We can also solve nonlinear systems, such as the system of nonlinear elliptic PDEs

\[\begin{aligned} \frac{\partial^2u}{\partial x^2} + \frac{\partial^2u}{\partial y^2} = uf(\frac{u}{w}) + \frac{u}{w}h(\frac{u}{w}) \\ \frac{\partial^2w}{\partial x^2} + \frac{\partial^2w}{\partial y^2} = wg(\frac{u}{w}) + h(\frac{u}{w}) \\ \end{aligned}\]

where f, g, h are arbitrary functions.
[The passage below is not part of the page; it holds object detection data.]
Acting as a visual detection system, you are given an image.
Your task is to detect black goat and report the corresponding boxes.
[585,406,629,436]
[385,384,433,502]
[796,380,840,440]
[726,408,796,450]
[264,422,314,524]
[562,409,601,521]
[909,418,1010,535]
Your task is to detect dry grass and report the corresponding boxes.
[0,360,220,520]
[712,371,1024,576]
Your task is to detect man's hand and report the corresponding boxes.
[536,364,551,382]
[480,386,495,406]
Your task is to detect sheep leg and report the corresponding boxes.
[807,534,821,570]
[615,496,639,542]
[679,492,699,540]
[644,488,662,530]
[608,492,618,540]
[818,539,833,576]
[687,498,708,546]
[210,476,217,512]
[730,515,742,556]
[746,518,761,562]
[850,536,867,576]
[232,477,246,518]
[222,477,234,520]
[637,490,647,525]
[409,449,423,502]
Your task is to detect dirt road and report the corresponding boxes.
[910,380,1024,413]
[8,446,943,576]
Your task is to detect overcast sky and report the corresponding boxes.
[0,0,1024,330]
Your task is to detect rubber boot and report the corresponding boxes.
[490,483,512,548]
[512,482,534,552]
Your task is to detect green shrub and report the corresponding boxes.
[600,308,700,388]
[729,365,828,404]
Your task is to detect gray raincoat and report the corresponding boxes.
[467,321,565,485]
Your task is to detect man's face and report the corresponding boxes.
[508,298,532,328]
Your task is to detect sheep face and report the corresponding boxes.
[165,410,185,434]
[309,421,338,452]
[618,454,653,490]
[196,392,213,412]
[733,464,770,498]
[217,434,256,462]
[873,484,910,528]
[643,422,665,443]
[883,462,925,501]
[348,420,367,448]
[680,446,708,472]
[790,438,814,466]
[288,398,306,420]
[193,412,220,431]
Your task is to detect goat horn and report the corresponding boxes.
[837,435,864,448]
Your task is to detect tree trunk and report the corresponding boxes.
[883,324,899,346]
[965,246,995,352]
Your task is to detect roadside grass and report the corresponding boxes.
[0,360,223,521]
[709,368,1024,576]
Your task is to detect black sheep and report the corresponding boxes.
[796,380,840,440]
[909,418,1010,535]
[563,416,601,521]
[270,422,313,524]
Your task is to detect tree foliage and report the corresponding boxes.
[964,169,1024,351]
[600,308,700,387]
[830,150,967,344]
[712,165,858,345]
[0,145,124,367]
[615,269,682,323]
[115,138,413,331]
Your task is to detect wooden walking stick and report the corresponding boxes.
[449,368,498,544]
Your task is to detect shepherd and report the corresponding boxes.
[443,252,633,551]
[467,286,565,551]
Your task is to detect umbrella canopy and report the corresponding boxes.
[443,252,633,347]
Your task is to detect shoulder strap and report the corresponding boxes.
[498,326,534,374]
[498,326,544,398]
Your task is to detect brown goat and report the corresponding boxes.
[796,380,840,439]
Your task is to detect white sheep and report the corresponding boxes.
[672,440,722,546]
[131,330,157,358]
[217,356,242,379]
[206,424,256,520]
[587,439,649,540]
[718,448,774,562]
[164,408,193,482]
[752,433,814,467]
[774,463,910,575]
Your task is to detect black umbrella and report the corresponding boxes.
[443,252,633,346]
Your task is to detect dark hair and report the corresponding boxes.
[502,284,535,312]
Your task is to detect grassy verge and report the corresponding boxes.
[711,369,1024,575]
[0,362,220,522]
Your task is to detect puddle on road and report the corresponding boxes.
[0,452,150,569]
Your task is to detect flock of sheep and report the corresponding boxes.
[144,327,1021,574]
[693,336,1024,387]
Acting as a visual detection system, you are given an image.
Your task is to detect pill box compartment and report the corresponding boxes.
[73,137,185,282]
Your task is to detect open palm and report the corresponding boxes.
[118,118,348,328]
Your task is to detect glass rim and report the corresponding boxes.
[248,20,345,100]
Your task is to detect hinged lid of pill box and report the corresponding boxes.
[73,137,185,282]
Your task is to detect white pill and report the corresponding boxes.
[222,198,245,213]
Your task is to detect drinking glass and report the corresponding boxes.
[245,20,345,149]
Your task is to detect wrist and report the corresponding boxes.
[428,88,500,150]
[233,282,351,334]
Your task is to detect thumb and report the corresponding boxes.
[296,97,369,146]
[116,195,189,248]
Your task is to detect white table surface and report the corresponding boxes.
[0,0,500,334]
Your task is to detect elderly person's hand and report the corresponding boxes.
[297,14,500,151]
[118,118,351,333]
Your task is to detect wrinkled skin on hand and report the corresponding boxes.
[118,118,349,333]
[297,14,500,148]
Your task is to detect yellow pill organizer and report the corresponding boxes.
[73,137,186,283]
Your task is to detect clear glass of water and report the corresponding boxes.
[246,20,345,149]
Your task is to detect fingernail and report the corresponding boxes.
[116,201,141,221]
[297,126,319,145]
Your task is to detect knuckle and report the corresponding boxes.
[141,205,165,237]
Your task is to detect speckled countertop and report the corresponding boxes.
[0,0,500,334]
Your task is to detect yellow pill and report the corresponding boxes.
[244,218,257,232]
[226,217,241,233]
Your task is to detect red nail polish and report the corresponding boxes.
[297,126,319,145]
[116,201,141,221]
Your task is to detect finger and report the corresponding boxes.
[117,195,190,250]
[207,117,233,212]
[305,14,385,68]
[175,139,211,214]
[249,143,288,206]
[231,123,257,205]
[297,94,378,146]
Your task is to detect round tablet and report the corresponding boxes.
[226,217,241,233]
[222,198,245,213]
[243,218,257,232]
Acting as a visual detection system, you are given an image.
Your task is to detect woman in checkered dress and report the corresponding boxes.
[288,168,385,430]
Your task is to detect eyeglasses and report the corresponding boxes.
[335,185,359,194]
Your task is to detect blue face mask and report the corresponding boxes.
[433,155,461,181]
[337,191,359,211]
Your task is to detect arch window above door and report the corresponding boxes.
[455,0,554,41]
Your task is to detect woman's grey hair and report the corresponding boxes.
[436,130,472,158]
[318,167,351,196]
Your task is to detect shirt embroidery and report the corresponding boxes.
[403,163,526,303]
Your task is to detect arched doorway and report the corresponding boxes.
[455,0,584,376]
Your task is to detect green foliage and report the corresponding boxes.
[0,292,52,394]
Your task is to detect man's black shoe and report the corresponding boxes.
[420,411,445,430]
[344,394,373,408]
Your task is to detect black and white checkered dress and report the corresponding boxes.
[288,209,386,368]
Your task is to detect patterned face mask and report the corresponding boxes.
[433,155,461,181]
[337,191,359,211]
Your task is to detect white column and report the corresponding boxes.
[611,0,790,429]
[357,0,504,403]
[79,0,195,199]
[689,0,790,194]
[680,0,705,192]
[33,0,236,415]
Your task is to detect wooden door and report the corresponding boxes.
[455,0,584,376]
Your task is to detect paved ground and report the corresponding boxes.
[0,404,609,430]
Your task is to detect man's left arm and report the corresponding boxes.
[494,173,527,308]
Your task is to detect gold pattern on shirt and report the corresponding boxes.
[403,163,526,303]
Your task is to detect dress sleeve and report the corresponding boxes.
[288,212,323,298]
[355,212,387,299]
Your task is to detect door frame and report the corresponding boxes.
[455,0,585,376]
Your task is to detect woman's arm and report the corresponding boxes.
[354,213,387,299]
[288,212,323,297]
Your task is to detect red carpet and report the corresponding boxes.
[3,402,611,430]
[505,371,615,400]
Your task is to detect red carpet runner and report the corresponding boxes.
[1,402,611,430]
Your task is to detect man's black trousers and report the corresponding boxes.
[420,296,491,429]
With initial and boundary conditions:

\[\begin{aligned} u(0,y) = y + 1 \\ w(1, y) = [cosh(\sqrt[]{f(k)}) + sinh(\sqrt[]{f(k)})]\cdot(y + 1) \\ w(x,0) = cosh(\sqrt[]{f(k)}) + sinh(\sqrt[]{f(k)}) \\ w(0,y) = k(y + 1) \\ u(1, y) = k[cosh(\sqrt[]{f(k)}) + sinh(\sqrt[]{f(k)})]\cdot(y + 1) \\ u(x,0) = k[cosh(\sqrt[]{f(k)}) + sinh(\sqrt[]{f(k)})] \\ \end{aligned}\]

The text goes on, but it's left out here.